Updated: May 8, 2022
Taking 3 days in silence to acknowledge World AIDS Day remembrance.
Often I hashtag #layingBRICKS when it was a time I was volunteering laying blankets while ACTIVE DUTY, stationed at Bethesda Medical Center now Walter Reed National Military Medical Center.
During the times of “don’t ask, don’t tell” myself and many others were not able to take a stand in this country with anything involving the gay culture or LGBTQ rights of activism without scrutiny or fear of a dishonorable discharge.
While on active duty, I not only volunteered countless hours on my off time making the AIDS walk happen, but started the first AIDS Walk team at Walter Reed Medical Center to spread awareness on a military installation that just so happened to be the president's official hospital.
Unfortunately during that time, I made a lot of people upset on that particular base, with my stand to walk in the AIDS WALK in DC in full uniform. What many didn’t know, was my very first real FRIEND was gay and had recently died that same year, all of what I was doing came from a place of healing and closure. My intentions were in alignment as a result of his death.
This entire experience which appeared as being strong and resilient. Also taught me that I am human, I love hard. However when I’m passionate about what I believe in, it usually comes with taking a risk.
Sharing my story and “history” with one of my Onyx brothers (Papa Onyx) gave me the strength and courage to actually post this.
Thank you 🙏🏾 for taking the opportunity to allow me reflect.
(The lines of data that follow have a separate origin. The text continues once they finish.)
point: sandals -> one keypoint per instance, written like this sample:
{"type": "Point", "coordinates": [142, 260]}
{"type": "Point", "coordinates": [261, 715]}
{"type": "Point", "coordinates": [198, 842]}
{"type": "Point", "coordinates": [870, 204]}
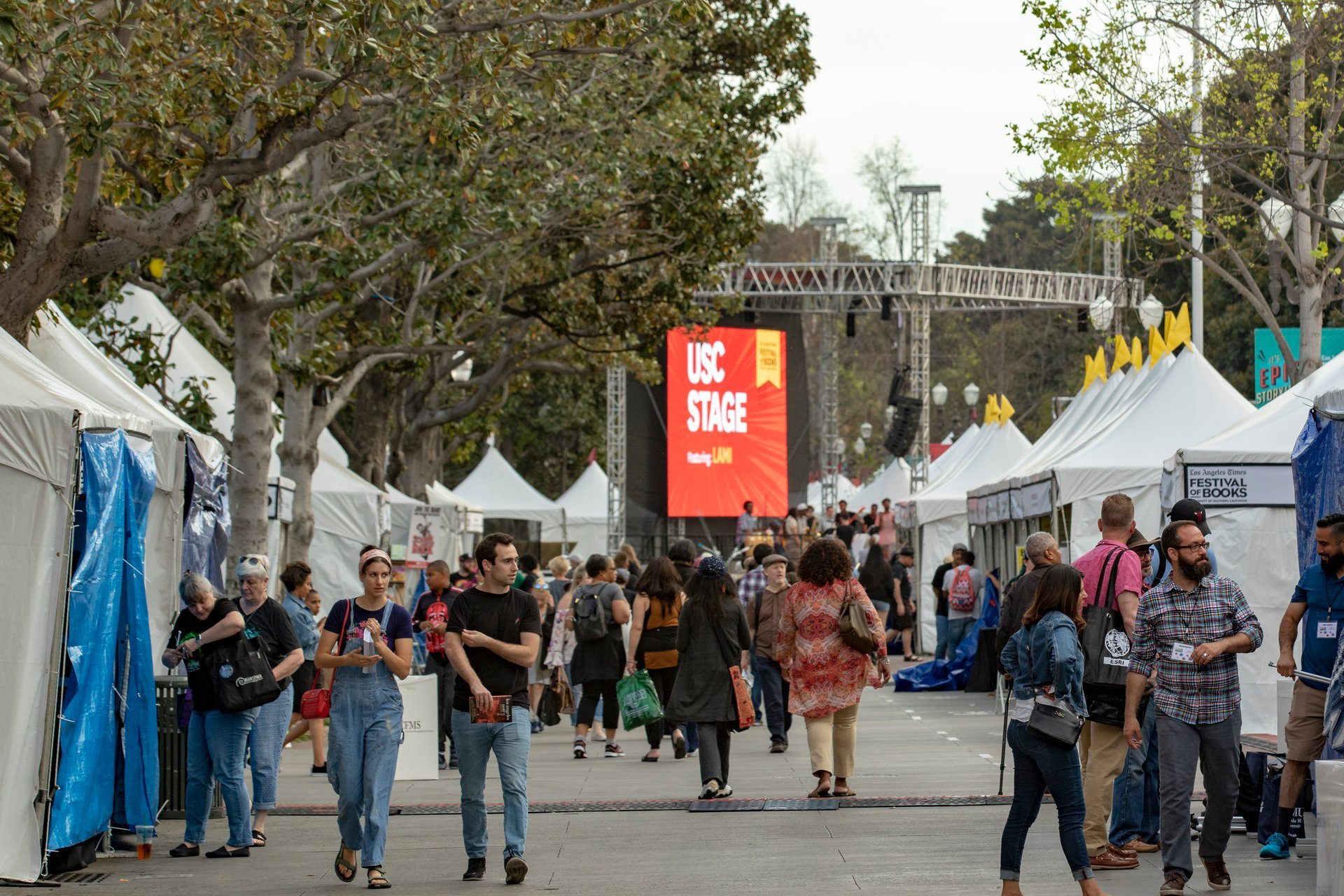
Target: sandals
{"type": "Point", "coordinates": [342, 862]}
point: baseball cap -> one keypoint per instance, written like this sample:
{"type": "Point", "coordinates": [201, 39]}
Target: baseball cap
{"type": "Point", "coordinates": [1191, 511]}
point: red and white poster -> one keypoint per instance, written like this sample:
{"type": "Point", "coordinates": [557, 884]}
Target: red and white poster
{"type": "Point", "coordinates": [727, 422]}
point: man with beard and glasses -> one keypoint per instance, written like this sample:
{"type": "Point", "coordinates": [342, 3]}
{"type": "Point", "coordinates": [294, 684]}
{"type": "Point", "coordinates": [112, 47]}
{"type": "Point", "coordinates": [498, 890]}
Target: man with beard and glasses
{"type": "Point", "coordinates": [1190, 629]}
{"type": "Point", "coordinates": [1317, 597]}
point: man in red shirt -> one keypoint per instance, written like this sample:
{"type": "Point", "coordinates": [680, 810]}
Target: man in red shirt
{"type": "Point", "coordinates": [1101, 747]}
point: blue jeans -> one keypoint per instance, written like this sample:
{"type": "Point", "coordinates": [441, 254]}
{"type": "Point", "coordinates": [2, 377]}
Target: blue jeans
{"type": "Point", "coordinates": [265, 746]}
{"type": "Point", "coordinates": [217, 743]}
{"type": "Point", "coordinates": [362, 745]}
{"type": "Point", "coordinates": [958, 630]}
{"type": "Point", "coordinates": [511, 743]}
{"type": "Point", "coordinates": [1041, 764]}
{"type": "Point", "coordinates": [1136, 805]}
{"type": "Point", "coordinates": [776, 694]}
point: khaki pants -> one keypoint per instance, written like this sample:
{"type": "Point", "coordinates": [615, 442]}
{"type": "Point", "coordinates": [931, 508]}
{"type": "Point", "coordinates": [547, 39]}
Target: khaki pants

Thank you 🙏🏾 for being a Leather Brother who is willing to really take time out to listen and understand those around you.
Through our conversation I realize a deeper part of who I am.
I am always going to be the one to take a chance that others are not willing to take .
I am always the one willing to risk it ALL to help others.
I have and always will be willing to be of service to others, even if they don’t always understand my true intentions, because at the end of the day it’s more about what I did than what I didn’t do!
As I look at this picture, I remember how hard, and painful it was to leave a quilt I spent so much time and energy on creating for my best friend/brother on the ground for the world to view.
Then I reflect on the times I heard people saying negative and oppressing things about AIDS and the people who were infected or affected by this disease.
I still remember how hurtful it was to see and hear the hate stories from other quilt makers being angry about people who had taking time out of their lives to actually spit on some quilts laying there harmlessly. I remember thinking and wondering to myself, “How could people have nothing productive to do but, deliberately bring harm and shame to someone’s work of honor, all due to the lack of respect due to their own fears and insecurities.
As time moves on to the future, I still keep our community in prayer for healing within our community.